So I burst into tears and ran away, really upset. When dad found me, I couldn't tell him what she'd said - thought they wouldn't believe me anyway, as they'd decided I was a liar. My stepmother told everyone the fact I ran off meant I was "nutty-looney" (is that a Bristolian phrase?) and proof I was a horrible kid.

When dad married her, she used that against me constantly. Yet I knew damn well she had known her daughter caused it. It felt unjust and painful at the time, to end up with this label of being a nuts kid - for no real reason. But as an adult I look back and realised how truly evil that woman was, doing that to a recently bereaved child, and driving a wedge between me and my dad that never entirely went away again just for the LOLs.

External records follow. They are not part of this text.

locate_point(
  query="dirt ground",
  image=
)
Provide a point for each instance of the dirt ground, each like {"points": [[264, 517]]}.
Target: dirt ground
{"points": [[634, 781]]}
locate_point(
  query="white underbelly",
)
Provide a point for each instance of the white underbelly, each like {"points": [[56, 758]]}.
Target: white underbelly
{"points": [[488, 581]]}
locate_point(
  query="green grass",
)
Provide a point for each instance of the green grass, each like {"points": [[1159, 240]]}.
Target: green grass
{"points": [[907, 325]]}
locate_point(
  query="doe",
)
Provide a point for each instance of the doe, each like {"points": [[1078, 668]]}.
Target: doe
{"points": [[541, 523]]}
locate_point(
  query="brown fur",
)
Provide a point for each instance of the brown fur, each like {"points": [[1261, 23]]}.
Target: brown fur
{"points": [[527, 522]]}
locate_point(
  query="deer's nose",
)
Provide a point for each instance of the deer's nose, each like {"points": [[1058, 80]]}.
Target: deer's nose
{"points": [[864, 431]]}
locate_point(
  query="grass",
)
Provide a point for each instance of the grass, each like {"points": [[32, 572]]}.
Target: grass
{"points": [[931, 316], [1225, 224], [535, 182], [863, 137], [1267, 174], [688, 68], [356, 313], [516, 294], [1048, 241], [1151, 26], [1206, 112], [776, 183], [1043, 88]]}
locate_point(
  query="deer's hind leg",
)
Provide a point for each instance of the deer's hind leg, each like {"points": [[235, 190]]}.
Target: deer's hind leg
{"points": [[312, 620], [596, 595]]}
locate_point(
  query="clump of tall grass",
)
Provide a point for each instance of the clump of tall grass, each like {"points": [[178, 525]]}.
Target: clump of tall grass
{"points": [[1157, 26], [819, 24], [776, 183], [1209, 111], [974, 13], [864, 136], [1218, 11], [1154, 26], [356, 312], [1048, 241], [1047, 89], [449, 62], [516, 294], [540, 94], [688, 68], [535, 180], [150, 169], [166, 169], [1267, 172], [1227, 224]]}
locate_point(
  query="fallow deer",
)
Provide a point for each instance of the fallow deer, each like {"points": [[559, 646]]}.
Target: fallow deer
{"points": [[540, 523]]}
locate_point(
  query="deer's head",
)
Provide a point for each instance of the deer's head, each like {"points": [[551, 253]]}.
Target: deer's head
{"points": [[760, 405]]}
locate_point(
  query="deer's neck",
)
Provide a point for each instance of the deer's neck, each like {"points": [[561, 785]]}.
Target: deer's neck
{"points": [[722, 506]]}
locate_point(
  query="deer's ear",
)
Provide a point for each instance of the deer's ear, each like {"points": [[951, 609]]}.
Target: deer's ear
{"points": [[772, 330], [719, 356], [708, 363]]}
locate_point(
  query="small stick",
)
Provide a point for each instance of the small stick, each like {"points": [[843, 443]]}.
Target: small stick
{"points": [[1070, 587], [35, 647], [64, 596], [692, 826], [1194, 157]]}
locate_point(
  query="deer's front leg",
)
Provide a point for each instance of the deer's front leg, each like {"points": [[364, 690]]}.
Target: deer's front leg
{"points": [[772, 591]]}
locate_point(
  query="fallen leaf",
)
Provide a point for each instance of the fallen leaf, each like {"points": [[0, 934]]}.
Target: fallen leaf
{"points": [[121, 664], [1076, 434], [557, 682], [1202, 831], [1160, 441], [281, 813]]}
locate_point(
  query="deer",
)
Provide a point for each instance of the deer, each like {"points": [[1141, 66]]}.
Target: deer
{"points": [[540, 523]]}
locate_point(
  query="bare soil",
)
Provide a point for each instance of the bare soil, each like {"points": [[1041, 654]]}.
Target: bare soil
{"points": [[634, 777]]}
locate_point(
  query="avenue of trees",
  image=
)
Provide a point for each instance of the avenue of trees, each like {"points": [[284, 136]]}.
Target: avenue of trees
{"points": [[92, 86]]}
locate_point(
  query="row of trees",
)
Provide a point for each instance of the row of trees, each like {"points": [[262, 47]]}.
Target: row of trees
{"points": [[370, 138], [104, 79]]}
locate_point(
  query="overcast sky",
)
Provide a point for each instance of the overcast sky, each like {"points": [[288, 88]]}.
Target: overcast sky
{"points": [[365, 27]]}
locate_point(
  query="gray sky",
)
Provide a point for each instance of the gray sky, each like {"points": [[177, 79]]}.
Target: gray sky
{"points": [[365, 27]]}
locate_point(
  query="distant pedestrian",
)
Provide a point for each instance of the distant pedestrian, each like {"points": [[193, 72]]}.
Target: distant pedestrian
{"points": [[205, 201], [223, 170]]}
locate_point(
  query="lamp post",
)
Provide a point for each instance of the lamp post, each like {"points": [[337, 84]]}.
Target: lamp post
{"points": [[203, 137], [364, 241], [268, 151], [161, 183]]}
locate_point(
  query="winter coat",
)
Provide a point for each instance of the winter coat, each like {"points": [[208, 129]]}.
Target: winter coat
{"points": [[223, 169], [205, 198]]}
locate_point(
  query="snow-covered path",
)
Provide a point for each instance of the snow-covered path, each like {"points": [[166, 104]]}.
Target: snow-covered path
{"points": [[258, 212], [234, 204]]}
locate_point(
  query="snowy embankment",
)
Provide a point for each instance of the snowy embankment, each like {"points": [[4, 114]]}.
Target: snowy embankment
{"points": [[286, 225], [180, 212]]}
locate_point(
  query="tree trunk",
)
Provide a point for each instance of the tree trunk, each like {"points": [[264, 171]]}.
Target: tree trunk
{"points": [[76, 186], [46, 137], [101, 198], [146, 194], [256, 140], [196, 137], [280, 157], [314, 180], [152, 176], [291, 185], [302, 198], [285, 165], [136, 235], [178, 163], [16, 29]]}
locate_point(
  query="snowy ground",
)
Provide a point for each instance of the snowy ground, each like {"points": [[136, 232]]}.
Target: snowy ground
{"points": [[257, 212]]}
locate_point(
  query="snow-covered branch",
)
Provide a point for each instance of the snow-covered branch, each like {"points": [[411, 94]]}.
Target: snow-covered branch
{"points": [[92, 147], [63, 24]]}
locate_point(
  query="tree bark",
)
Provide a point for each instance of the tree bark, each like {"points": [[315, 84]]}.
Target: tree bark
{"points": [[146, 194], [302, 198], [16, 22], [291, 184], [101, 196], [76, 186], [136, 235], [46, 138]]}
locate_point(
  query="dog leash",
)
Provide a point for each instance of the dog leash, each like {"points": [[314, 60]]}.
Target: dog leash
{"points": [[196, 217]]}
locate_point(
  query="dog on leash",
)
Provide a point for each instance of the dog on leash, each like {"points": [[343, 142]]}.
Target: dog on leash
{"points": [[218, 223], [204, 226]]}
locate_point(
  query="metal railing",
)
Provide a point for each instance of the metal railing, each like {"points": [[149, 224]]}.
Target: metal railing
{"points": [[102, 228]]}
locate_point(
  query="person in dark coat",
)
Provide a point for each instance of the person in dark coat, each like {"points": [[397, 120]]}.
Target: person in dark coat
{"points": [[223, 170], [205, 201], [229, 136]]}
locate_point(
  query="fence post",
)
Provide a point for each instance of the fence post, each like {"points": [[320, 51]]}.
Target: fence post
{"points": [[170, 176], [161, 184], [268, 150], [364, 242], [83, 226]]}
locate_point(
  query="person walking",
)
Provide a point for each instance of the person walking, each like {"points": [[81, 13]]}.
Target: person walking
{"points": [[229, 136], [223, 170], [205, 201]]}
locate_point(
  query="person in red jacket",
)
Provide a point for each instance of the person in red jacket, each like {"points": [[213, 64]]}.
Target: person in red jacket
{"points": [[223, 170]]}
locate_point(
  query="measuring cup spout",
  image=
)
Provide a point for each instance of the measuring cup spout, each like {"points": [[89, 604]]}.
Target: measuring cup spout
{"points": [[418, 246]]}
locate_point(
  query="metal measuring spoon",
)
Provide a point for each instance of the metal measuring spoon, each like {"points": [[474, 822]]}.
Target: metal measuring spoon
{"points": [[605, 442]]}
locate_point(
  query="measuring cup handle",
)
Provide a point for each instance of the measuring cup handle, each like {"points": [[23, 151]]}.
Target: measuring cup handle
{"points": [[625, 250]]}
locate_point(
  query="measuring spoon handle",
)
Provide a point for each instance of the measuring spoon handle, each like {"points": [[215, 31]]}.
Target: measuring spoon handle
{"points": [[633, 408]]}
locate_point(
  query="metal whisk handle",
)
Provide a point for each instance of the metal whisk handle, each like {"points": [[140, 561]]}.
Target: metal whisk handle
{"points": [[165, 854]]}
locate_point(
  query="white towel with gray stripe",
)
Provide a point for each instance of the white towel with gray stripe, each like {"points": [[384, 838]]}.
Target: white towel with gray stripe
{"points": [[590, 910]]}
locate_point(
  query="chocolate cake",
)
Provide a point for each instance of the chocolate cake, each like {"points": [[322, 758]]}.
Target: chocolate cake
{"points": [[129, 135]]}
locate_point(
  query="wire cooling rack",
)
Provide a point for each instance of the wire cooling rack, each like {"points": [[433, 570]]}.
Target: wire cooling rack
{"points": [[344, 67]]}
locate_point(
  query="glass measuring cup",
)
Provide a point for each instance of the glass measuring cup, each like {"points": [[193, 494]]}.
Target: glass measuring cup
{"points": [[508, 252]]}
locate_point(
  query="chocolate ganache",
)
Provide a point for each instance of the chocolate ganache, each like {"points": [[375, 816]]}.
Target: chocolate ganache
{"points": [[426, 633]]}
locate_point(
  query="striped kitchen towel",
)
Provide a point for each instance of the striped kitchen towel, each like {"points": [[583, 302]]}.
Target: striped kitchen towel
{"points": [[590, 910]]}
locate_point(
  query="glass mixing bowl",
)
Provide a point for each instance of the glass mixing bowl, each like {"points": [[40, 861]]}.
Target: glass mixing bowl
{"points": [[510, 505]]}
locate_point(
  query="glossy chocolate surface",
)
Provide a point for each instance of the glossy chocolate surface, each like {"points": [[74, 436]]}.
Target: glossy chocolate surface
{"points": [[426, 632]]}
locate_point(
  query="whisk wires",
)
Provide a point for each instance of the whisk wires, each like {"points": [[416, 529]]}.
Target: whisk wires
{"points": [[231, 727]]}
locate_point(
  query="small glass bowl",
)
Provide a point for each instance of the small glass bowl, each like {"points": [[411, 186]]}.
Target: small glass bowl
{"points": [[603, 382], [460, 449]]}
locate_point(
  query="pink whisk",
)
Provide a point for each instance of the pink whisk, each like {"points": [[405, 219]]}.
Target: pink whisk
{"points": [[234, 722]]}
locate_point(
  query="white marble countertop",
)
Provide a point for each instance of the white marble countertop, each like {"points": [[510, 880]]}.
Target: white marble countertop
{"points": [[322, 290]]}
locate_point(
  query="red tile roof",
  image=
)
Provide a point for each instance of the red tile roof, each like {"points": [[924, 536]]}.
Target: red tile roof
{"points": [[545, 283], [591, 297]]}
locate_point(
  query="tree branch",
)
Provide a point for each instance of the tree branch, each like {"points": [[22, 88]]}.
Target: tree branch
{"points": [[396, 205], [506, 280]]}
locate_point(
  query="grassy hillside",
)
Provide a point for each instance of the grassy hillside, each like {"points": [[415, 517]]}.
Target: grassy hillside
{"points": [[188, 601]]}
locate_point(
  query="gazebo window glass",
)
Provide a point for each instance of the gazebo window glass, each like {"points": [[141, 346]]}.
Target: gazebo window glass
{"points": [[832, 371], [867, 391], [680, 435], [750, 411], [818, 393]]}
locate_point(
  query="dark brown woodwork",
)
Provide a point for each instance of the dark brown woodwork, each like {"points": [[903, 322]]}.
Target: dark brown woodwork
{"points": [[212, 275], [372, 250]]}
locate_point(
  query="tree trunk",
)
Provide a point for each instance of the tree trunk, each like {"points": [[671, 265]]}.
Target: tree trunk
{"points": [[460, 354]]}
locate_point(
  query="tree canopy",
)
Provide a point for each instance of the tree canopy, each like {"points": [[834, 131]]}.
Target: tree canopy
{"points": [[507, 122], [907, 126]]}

And it's not the benefit of hindsight or anything - I do distinctly recall sensing this was an evil presence, despite trying so hard to like her and be positive. Irony being, I wasn't at all a bad kid. My brother's reaction to her was even stronger - ever since I have trusted his instincts about people mroe than my own.

WellThatsLife · 13/10/2015 16:16

My uncle. I never liked him, always felt uneasy around him then one day I was playing with my cousins when he glanced at me and look in his eyes terrified me, I was only 8 and didn't understand.

Many years later i found out that he had been beating my aunt up through out their marridge and that her death in an accident shortly after she left him may not have been accident although nothing could be proven.

My poor cousins had to continue living with him although they both left home as soon as they were old enough and totally disowned him

IrianofWay · 13/10/2015 16:22

People? Nope. There are people I feel uncomfortable around but that is usually just because they have odd boundaries or are themselves quite awkward around others.

Places? Often. Places where I get that real hairs on the back of the neck feeling. I walk and run alone quite often (or with dog) so it isn't just a question of being on my own in the middle of nowhere. I just get away asap.

ijustwannadance · 13/10/2015 17:29

I was in a popular turkish resort with a friend when in late 20's. Pre child/zero sleep I always looked young and was slim and petite. As username suggests i liked a dance and was out on pub crawl along the beach. Crowded area, lots of noise/ etc but outdoor bars. Caught sight of a local guy, late teens/early 20's Completely alone just standing on the beach off the footpath staring at me. Instantly gave me the creeps. Everywhere we went he was there. Just behind a tree or almost out of site. At one point he purposely walked past and bumped into me. Told friend. We casually walked to where the path turned a corner then ran like fuck back to hotel. I don't drink and am always ultra aware especially in unfamiliar places.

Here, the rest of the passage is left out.